You can imagine that I was relieved to hear that my final would be trivial.
Just to throw in my two cents worth in to the Intuitively Obvious bucket,
when I was a math student at Towson State University we were given a final
exam that involved proving that two N dimesional matrices were related in
a given way. I started with the first matrix and used every theorem that I
could remember trying to reach the second, but I got stuck halfway through.
Working feverishly on a piece of scrap paper, I started on the second
matrix, but couldn't work it back to the first. In a flash of inspiration,
I set the two intermediate results equal to each other and copied the second
set of equations backwards onto the tail of the first. When I got the paper
back, there was a C which was crossed out and replaced by an A, the midpoint
of my equations was underlined, with a note saying - At first I doubted that
this step was intuitively obvious, but after thinking about it for several
hours, I decided that it was.
Von Neumann and Nobert Weiner were both the subject of many dotty professor
stories. Von Neumann supposedly had the habit of simply writing answers to
homework assignments on the board (the method of solution being, of course,
obvious) when he was asked how to solve problems. One time one of his
students tried to get more helpful information by asking if there was
another way to solve the problem. Von Neumann looked blank for a moment,
thought, and then answered, "Yes.".
Weiner was in fact very absent minded. The following story is told about
him: When they moved from Cambridge to Newton his wife, knowing that he
would be absolutely useless on the move, packed him off to MIT while she
directed the move. Since she was certain that he would forget that they
had moved and where they had moved to, she wrote down the new address on a
piece of paper, and gave it to him. Naturally, in the course of the day,
an insight occurred to him. He reached in his pocket, found a piece of paper
on which he furiously scribbled some notes, thought it over, decided there
was a fallacy in his idea, and threw the piece of paper away. At the end
of the day he went home (to the old address in Cambridge, of course). When
he got there he realized that they had moved, that he had no idea where they
had moved to, and that the piece of paper with the address was long gone.

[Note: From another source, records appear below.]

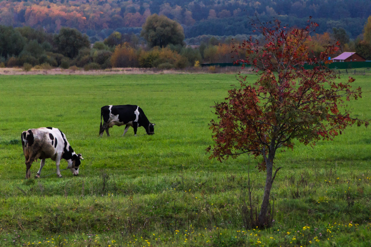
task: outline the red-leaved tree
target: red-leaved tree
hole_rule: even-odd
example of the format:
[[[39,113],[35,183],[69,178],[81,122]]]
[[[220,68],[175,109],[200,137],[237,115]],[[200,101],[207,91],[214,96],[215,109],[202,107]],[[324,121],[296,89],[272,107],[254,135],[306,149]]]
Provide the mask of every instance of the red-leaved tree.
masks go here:
[[[270,224],[272,184],[281,168],[273,174],[277,150],[292,148],[294,139],[305,144],[331,140],[347,126],[355,123],[367,126],[368,122],[350,115],[346,101],[361,97],[361,88],[351,87],[354,79],[339,82],[325,66],[338,47],[327,46],[315,57],[305,44],[318,24],[309,21],[305,28],[298,29],[281,25],[278,20],[252,23],[264,40],[250,37],[234,48],[245,51],[246,58],[237,61],[257,68],[259,79],[250,84],[240,76],[241,87],[230,90],[224,102],[216,103],[218,120],[210,124],[215,144],[207,150],[210,158],[221,162],[245,153],[262,157],[257,167],[266,176],[256,223],[265,227]]]

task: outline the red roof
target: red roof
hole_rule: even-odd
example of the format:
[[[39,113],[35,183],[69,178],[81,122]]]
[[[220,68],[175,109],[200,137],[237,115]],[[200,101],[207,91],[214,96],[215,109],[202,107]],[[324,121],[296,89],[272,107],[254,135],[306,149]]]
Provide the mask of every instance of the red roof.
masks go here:
[[[331,60],[332,60],[333,59],[336,59],[338,60],[345,60],[355,53],[355,52],[345,51],[345,52],[343,52],[341,53],[336,57],[334,57],[334,58],[331,59]]]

Fortunately inspiration struck. There was a young girl on the street and
he conceived the idea of asking her where he had moved to, saying, "Excuse
me, perhaps you know me. I'm Norbert Weiner and we've just moved. Would
you know where we've moved to?" To which the young girl replied, "Yes
daddy, mommy thought you would forget."
The capper to the story is that I asked his daughter (the girl in the story)

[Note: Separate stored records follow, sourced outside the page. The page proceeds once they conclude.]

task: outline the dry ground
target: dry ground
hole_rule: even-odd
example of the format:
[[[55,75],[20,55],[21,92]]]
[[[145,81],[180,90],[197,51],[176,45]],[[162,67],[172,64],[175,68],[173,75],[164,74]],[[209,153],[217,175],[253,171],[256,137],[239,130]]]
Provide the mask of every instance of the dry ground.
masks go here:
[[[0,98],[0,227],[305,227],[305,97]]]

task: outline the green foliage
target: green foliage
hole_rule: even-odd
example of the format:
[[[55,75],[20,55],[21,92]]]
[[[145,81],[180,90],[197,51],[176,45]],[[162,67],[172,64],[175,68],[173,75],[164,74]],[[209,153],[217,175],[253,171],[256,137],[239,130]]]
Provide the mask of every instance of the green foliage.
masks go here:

about the truth of the story, many years later. She said that it wasn't
quite true -- that he never forgot who his children were! The rest of it,
however, was pretty close to what actually happened...
A (possibly apocryphal) story related to me by a graduate student who
had come from a large midwest (Wisconsin?) univ. Seems that one of his
classes was taught by the department emeritus prof who was very old (in his
80's) and sometimes a bit vague, but at other times incredibly sharp. One
day in lecture he was explaining something abstruse and paused to look at
the board for a moment. Thereupon he wrote down a result and said, eyes
twinking, "And this is intuitively obvious...". Whereupon he smiled, looked
out over the class, saw the rows of blank stares, and turned back to the
board to contemplate the statement written there. This went on for about a
minute, at the end of which time he started to wander, rather deeply in
thought, across the stage. This went on for a minute or two, after which
the prof. drifted out into the hall and was heard walking back and forth.
People started to, well, look at each other and smile. A scout was sent out
who reported the old boy was pacing around and muttering to himself. The
class, incredibly, remained reasonably calm.
About five minutes after the scout had returned, there was a happy shout
from the hallway, and the again bright-eyed prof. scuttled back in, pointed
to the intuitively obvious result written on the blackboard, turned to the
class and said, all aglow,
"Yes, yes, it IS intuitively obvious".